That’s where we come in. In our new paper, Marco Schiró and I have developed a new way to investigate many-body localisation, based around a pre-existing technique known as the flow equation method. In a nutshell, this method takes a complicated problem and transforms it into a simpler-looking one that’s easier for a computer to solve. We use a continuous unitary transform to take the equation studied by exact computational methods and morph it into a simpler so-called ‘diagonal’ form, which turns out to be the same as the phenomenological model used in many of the pen-and-paper studies. One of the main advantages of the flow equation method, therefore, is that it bridges the gap between these two existing avenues of investigation (in a precise mathematical sense).

In doing so, we have to make an approximation called a ‘truncation’ which involves the neglect of some terms in the final equations that we believe to be extremely small: we tested this by benchmarking against the gold-standard numerical method (known as exact diagonalisation) and find that the flow equation results are extremely accurate in the many-body localised phase. Flow equations have been used before to tackle this problem in their exact form, but the truncation we employ makes the problem much less computationally complex, and therein lies the key advantage to this approach.

With that done, the truncated flow equation method then allows us to:

  • Simulate over 10x as many particles as exact numerical implementations : In our paper, we show results for up to 144 particles, but this is by no means the limit. (Many of the simulations were run on my Macbook Air, with its relatively paltry processing power.) For comparison, exact implementations of flow equations are currently limited to around 12 particles.
  • Simulate MBL matter in two dimensions : Because we can reach such large numbers of particles, we can do meaningful simulations of MBL-type-physics in two dimensions. We find strong indications that MBL persists in two dimensions. Our work was the first to find this, followed very shortly afterwards by another work studying a different model with different methods which nonetheless reached the same conclusion, and provided further evidence for the existence of MBL in two dimensions.
  • Compute the properties of l-bits directly : The ability to connect the microscopic models of interacting particles to the phenomenological models of MBL allows us to directly calculate many quantities which were out of the reach of previous pen-and-paper calculations.
  • Study the dynamics of these materials : The relatively simple ‘diagonal’ form of our equations allows us to compute the non-equilibrium dynamics of MBL matter. In the paper, we demonstrate this by showing how local observables behave after a sudden parameter change known as a quench, however the method also works for correlation functions and composite non-local objects such as out-of-time-ordered correlators.

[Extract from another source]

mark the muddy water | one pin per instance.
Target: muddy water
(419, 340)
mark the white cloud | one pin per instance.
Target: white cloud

Such advantages come at a price, however, and the trade-off is that the truncated flow equation method only works well in the many-body localised phase: it’s no longer valid when the disorder strength is decreased and the material begins to become metallic once more. This unfortunately means that our method cannot, in its current incarnation, be used to study the delocalisation transition, i.e. when MBL breaks down, which is one of the other major open questions in the field. Further development is needed, and this is just one of many directions we’re considering for the future.

Conclusion

In the meantime though, the truncated flow equation method provides a powerful, transparent framework for calculating properties of the many-body localised phase. It allows us to start from microscopically exact models of interacting particles, transform the problem into a computationally simpler one, and calculate the dynamical properties of physical observables. With this, we can reproduce the results of a variety of other calculations, but also begin to do new things that (so far), no other methods can. While there’s definite room for improvement in our implementation, there are already a lot of really neat things that can be done with this technique even in its current incarnation, and I’m excited to see what other researchers do with it in the near future.

We may not be on the verge of solving the mysteries of many-body localisation any time soon, but in studying it, condensed matter and statistical physics researchers across the world are developing the tools and laying the foundations for a new understanding of emergent behaviour in quantum matter, and in doing so, perhaps even laying the foundations for the materials and technologies of the future. Some things really are more than the sum of their parts, and when it comes to many-body quantum matter, it looks like we’ve still only just begun to understand that.


Usual disclaimer: this post was written by me, not any of my colleagues or co-workers, and represents my views only. If you don’t like this post, blame me, not them!